"Gilets jaunes" : pour Emmanuel Macron, la colère n'est pas "derrière nous"

"Gilets jaunes" : pour Emmanuel Macron, la colère n'est pas "derrière nous"
Emmanuel Macron à Bormes-les-Mimosas (Var), le 28 juillet 2019.

Orange avec AFP-Services, publié le dimanche 28 juillet 2019 à 07h50

Le président de la République s'est octroyé un bain de foule samedi à Bormes-les-Mimosas. Face à la presse, il est revenu sur le mouvement des "gilets jaunes" qui a secoué le pays cette année. 

La crise des "gilets jaunes" est-elle derrière lui ? Emmanuel Macron n'y croit pas du tout.

"Je ne crois pas du tout que ce qui à un moment créé la colère sincère d'une partie de la population soit derrière nous", a déclaré le chef de l'État lors d'un échange avec la presse à Bormes-les-Mimosas samedi 27 juillet. Pour rappel, le fort de Brégançon où séjourne Brigitte et Emmanuel Macron pour les vacances est situé sur cette commune du Var. 



"Il y a des problèmes profonds dans notre pays qui sont liés à l'injustice, aux difficultés économiques qu'on connaît depuis très longtemps, parfois aux doutes qui existent, aux défis qu'on a devant nous, liés au vieillissement, au numérique, à l'écologie et je pense que ceci crée des peurs. Parfois ces peurs sont exploitées. Nous notre défi, c'est d'y répondre. Je ne crois pas du tout que ce qui a à un moment créé la colère sincère d'une partie de la population soit derrière nous", a déclaré le président.  

Agir "à la rentrée" 

"Je pense qu'il y a une partie à laquelle nous avons su répondre, il y a une partie à laquelle nous n'avons pas encore répondu parce que ça prend du temps. Il y a aussi une colère à laquelle il n'y a pas forcément de réponse immédiate. Je continue à être à la tâche et vigilant parce que je ne pense pas du tout que ce soit dernière nous. Je pense qu'il faut continuer à agir concrètement pour nos concitoyens à la rentrée, et à redonner du sens à l'action, parce qu'il faut, non pas chercher à éteindre les peurs mais à redonner une perspective", a-t-il poursuivi.

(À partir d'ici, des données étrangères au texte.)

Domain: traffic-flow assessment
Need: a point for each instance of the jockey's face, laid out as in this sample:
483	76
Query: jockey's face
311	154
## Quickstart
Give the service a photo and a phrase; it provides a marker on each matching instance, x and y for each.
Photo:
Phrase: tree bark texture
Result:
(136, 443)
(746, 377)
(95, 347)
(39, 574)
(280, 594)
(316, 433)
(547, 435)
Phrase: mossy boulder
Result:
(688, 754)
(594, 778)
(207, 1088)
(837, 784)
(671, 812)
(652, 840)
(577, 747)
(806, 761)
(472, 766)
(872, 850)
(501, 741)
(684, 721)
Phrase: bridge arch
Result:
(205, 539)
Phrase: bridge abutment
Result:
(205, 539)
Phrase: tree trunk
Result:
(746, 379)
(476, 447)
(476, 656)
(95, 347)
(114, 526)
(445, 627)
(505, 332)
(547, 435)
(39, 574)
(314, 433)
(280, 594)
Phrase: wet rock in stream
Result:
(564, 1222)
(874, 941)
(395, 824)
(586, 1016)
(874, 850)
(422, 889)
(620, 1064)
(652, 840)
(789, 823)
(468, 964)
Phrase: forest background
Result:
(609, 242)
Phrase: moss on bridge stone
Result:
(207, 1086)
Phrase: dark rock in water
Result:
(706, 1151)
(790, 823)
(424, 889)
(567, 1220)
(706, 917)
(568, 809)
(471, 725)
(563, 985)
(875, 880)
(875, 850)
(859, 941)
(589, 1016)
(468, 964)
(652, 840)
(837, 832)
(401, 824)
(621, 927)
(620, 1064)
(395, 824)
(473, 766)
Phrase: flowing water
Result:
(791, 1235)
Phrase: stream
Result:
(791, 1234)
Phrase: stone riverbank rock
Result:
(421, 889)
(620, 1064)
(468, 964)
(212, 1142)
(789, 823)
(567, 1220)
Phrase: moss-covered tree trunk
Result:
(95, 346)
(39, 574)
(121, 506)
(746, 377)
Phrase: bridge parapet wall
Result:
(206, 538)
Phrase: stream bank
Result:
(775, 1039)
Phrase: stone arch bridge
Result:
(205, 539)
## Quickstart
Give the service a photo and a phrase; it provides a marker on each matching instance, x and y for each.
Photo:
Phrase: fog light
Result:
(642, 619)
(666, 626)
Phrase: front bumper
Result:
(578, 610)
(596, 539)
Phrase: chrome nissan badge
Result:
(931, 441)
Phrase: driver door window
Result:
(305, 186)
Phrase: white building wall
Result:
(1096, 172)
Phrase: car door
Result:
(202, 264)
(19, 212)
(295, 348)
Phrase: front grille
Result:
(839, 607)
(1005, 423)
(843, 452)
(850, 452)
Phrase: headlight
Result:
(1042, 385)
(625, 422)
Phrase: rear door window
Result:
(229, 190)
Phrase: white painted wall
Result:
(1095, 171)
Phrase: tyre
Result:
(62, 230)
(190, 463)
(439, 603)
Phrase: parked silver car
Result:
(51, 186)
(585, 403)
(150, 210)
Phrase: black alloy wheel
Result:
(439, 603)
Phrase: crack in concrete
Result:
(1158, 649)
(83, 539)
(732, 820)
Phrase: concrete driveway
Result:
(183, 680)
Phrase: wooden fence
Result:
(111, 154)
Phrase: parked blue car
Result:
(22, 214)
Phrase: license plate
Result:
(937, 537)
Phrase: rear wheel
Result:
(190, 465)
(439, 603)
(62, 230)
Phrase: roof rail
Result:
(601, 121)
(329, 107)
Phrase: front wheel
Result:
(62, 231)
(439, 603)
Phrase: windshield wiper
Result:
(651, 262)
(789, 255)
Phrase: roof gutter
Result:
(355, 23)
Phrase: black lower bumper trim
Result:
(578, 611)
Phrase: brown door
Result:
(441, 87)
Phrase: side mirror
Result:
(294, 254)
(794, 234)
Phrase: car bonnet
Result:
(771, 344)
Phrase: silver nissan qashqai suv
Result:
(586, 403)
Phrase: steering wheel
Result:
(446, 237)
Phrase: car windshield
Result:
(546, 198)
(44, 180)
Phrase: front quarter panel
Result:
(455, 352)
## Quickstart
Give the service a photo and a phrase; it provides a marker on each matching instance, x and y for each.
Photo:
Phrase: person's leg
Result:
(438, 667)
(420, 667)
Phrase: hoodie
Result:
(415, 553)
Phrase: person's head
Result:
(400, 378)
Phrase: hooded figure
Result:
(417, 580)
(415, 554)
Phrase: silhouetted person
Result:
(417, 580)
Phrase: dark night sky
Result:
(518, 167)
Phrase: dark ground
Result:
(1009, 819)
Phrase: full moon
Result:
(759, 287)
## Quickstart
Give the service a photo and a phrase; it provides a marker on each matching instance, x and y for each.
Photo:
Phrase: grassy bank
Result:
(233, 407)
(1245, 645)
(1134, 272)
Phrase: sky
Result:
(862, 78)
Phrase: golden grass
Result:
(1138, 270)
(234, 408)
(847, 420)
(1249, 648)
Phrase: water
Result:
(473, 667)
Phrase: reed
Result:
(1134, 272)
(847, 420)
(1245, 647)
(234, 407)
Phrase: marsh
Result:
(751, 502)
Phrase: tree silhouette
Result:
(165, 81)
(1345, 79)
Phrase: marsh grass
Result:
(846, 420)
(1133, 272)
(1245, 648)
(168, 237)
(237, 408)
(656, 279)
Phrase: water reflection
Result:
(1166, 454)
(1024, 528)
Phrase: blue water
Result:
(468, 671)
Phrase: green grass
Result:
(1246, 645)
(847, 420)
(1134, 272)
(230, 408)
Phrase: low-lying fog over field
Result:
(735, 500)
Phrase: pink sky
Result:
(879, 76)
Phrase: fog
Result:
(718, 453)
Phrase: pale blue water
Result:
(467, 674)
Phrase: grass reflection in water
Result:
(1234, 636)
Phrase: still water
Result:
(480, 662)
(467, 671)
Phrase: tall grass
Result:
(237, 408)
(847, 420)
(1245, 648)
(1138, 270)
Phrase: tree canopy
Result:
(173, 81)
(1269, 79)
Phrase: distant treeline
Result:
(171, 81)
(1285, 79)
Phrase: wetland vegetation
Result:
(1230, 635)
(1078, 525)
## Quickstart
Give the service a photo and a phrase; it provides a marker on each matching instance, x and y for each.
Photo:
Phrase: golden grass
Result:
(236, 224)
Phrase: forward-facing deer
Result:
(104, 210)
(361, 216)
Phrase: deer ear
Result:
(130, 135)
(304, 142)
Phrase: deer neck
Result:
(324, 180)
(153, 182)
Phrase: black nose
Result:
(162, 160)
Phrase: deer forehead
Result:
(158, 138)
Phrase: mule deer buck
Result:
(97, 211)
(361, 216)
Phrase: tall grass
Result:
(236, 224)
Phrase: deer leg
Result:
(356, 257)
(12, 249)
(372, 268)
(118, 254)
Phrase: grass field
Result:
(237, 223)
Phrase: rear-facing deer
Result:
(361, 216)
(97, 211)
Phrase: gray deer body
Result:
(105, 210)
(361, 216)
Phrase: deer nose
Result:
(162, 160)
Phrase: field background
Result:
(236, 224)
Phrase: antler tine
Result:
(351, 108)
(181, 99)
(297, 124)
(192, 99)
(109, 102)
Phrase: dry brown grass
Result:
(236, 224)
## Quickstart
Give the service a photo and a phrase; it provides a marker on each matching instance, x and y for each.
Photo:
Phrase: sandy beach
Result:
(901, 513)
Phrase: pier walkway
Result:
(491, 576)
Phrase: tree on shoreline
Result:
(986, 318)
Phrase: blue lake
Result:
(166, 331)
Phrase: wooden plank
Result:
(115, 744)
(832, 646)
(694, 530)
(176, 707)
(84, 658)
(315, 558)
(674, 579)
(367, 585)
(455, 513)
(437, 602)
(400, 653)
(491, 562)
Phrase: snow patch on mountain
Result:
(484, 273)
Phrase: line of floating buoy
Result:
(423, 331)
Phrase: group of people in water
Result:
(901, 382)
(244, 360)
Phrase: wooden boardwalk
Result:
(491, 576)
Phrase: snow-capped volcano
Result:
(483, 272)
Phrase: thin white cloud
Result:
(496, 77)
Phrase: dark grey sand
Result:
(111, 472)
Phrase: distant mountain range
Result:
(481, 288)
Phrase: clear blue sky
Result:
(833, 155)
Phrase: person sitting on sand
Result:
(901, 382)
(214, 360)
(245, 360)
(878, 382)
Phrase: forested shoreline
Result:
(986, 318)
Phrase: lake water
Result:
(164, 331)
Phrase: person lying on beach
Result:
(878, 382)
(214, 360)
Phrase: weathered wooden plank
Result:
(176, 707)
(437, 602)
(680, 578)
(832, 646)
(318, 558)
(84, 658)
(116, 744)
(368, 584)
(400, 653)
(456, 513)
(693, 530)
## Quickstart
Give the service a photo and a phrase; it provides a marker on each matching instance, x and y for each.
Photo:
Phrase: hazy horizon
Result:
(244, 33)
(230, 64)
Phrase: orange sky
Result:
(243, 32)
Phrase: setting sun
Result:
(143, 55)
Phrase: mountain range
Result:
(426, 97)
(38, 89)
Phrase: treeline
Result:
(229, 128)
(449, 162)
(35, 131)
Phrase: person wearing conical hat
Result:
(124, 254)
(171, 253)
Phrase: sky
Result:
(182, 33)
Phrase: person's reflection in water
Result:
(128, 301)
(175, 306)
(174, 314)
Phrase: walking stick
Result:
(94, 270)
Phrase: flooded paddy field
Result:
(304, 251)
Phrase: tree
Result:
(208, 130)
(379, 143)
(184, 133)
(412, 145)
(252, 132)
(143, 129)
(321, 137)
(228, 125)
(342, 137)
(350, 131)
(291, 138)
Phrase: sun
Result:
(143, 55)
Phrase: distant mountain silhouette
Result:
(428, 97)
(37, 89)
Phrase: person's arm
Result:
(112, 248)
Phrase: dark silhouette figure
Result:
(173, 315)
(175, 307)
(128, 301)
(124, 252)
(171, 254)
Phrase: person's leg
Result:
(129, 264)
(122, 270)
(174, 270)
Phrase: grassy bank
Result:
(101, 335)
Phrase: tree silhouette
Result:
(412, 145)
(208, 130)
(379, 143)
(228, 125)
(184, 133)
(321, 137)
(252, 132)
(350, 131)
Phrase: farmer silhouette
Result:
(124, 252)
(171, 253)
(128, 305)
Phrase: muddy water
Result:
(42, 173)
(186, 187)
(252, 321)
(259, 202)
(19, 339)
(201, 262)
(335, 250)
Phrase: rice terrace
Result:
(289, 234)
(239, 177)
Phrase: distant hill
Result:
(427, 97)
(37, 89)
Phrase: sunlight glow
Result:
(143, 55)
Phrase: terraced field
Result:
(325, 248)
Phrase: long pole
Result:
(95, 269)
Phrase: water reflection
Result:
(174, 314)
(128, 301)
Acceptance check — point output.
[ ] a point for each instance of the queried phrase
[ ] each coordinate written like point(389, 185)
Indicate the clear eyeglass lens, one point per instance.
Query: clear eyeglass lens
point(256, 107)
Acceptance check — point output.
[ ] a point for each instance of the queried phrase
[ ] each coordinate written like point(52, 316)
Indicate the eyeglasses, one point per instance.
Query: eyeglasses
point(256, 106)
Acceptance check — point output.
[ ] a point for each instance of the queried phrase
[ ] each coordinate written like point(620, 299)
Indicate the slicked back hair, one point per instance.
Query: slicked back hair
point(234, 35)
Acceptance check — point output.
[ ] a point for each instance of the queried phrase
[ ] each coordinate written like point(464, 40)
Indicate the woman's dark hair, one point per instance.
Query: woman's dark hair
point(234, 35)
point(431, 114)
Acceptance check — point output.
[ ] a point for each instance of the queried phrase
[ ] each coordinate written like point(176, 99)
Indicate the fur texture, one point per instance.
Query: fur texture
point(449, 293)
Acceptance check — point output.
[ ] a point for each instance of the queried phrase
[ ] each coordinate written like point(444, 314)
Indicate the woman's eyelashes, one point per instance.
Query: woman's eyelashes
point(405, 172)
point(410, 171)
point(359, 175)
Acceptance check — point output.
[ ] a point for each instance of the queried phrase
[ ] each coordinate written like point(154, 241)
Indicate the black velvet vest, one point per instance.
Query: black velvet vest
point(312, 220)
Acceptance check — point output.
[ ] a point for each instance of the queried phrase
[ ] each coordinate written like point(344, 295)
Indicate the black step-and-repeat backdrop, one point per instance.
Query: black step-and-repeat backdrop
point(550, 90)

Une tâche que le président dit aborder "avec beaucoup de détermination et d'humilité".


Egalement interrogé sur la démission de François de Rugy, Emmanuel Macron a mis en garde contre "les tweets, les polémiques, les invectives qui montent" et "parfois nous conduisent à agir et à surréagir", prônant "la modération".

Des vacances studieuses  

Depuis jeudi, le président et son épouse se reposent au fort de Brégançon, où ils doivent recevoir le 19 août Vladimir Poutine, a annoncé Emmanuel Macron. Après un aller-retour en Tunisie samedi pour les funérailles du président tunisien Béji Caïd Essebsi, il est allé au contact de la foule à Bormes-les-Mimosas, posant pour des selfies avec des badauds.

Le fort de Brégançon, où il avait déjà passé ses congés d'été en 2018, et le weekend de l'Ascension en 2019, est "un lieu qui fait partie de l'histoire de notre pays, nous y sommes attachés, moi j'y suis attaché", a confié le président.